Flares are lit by PSG fans in the stands during the Champions League Group C match against Red Star Belgrade at the Parc des Princes stadium in Paris. Photograph: Yoan Valat/EPA

 

France’s financial prosecutor’s office said on Friday it was investigating suspicions of match-fixing in the Champions League match between Paris St Germain and Serbian club Red Star Belgrade on October 3rd at Parc des Princes.

Earlier on Friday, French sports newspaper L’Equipe wrote on its website that European football’s governing body Uefa had alerted French authorities of possible match-fixing at the match, based on a tip from a “credible” informant.

L’Equipe said the informant had told Uefa, before the match, that a high-level Red Star official was planning to place nearly €5 million in bets on a five-goal-difference win by PSG, with the complicity of several players. This prompted the investigation. Paris St Germain beat Red Star 6-1.

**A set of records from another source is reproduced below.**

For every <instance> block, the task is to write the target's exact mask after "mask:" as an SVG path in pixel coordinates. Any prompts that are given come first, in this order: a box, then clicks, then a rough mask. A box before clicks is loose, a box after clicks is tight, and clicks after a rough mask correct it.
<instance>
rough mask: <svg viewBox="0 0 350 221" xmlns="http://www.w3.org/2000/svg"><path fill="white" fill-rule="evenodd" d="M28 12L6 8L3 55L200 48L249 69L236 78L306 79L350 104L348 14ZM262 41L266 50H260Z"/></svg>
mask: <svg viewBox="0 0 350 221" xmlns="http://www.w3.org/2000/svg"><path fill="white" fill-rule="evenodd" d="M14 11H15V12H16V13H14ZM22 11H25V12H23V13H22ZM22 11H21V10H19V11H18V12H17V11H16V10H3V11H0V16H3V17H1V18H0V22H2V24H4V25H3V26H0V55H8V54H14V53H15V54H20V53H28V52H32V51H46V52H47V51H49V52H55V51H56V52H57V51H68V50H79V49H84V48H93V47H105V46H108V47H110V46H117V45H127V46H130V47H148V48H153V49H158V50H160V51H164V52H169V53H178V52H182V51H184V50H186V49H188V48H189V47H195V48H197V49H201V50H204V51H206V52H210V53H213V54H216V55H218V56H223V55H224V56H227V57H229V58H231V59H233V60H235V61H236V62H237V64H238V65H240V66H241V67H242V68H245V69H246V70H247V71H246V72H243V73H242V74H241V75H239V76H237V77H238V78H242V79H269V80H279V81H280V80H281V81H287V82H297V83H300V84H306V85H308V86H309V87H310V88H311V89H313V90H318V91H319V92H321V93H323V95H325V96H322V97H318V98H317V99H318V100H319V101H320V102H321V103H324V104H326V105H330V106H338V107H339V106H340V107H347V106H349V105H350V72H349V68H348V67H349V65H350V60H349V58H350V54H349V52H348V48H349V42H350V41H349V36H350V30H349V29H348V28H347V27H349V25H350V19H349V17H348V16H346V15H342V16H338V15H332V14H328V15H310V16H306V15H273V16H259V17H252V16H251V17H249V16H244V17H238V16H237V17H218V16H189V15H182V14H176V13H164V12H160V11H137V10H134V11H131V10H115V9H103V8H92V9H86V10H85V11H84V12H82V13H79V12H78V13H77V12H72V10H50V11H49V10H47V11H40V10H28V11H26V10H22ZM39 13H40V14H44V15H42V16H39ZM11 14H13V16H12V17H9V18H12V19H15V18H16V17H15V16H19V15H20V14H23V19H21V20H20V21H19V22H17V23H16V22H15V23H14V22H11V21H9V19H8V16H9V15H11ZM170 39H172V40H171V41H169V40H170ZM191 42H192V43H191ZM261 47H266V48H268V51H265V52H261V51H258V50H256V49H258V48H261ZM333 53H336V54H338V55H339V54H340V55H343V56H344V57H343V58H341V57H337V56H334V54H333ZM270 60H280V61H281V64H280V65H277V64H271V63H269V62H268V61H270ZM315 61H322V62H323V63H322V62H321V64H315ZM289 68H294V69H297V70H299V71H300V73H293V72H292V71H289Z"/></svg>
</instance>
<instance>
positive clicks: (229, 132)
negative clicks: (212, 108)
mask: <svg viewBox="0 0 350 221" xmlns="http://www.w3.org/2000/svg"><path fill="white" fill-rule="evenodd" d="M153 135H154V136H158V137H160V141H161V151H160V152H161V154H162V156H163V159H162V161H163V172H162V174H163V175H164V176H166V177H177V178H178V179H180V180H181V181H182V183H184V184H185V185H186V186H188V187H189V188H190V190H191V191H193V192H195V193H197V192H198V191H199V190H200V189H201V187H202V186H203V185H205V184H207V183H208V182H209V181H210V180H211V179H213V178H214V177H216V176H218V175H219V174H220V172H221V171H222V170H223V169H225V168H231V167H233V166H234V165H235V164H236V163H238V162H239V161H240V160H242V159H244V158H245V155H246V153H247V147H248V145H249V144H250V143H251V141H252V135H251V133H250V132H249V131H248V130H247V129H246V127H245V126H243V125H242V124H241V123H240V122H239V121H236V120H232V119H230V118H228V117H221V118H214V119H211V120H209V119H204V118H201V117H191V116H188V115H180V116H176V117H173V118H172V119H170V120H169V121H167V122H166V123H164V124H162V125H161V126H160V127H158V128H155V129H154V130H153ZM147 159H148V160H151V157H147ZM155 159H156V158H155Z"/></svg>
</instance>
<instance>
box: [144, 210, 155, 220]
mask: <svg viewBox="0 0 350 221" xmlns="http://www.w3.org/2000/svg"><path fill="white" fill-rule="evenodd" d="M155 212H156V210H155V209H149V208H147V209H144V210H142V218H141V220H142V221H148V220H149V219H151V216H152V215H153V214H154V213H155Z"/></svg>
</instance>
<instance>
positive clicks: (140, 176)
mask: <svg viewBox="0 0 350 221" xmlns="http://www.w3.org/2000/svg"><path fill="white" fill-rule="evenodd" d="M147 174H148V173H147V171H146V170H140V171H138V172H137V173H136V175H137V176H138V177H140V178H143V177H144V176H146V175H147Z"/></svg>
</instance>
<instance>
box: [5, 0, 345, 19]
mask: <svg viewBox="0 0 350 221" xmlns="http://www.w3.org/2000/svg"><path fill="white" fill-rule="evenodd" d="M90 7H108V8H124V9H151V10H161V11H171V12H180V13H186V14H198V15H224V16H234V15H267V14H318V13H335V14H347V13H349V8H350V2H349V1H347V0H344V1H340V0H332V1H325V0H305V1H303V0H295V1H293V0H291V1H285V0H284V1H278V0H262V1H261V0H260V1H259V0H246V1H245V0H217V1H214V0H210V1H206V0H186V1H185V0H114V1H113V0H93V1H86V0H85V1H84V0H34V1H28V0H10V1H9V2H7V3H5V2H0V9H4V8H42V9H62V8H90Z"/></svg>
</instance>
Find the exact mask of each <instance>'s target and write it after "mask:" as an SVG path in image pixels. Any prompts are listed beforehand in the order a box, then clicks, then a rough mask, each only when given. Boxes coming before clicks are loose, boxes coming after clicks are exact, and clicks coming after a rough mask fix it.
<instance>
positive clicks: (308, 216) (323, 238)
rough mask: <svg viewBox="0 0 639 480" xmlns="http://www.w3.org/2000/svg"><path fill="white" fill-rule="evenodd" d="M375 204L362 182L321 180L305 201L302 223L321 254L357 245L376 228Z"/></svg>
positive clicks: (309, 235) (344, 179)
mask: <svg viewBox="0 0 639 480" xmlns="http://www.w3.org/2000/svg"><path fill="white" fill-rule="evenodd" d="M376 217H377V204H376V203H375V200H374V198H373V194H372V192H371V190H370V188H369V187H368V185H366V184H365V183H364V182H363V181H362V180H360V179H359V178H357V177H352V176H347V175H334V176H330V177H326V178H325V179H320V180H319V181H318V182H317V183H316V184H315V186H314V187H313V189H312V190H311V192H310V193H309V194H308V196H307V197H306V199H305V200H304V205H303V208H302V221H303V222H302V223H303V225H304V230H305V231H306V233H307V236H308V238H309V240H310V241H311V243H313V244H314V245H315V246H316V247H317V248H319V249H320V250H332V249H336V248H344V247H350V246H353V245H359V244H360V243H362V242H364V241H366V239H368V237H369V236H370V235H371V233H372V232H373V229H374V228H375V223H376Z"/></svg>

The prosecutor’s office said it could neither confirm nor deny L’Equipe’s story.

Red Star denied the allegations made in the newspaper report.

“With the utmost anger and disdain, Red Star vehemently denies allegations that the club’s Champions League match with Paris Saint Germain might have been rigged. Red Star also strongly denies the involvement of any of the club’s officials in any such illegitimate acts,” Red Star said in a statement.

“Allegations from L’Equipe could cause considerable damage to our club’s reputation and Red Star Football Club therefore insists that UEFA as well as the authorities in Serbia and France should fully investigate these suspicions to find out the truth,” Red Star said.

L’Equipe wrote that no evidence of any match-fixing had yet been uncovered by authorities and that all options were possible, from match-fixing to false allegations.

L’Equipe quoted PSG as saying they were surprised and shocked by the allegations and that no one at the club had been contacted about anything other than issues strictly linked to organising the match.

PSG was not immediately available for comment.

In an emailed response to Reuters, Uefa said it never comments on potential, or the existence of, investigations into alleged match-fixing so as not to compromise the process of such investigations.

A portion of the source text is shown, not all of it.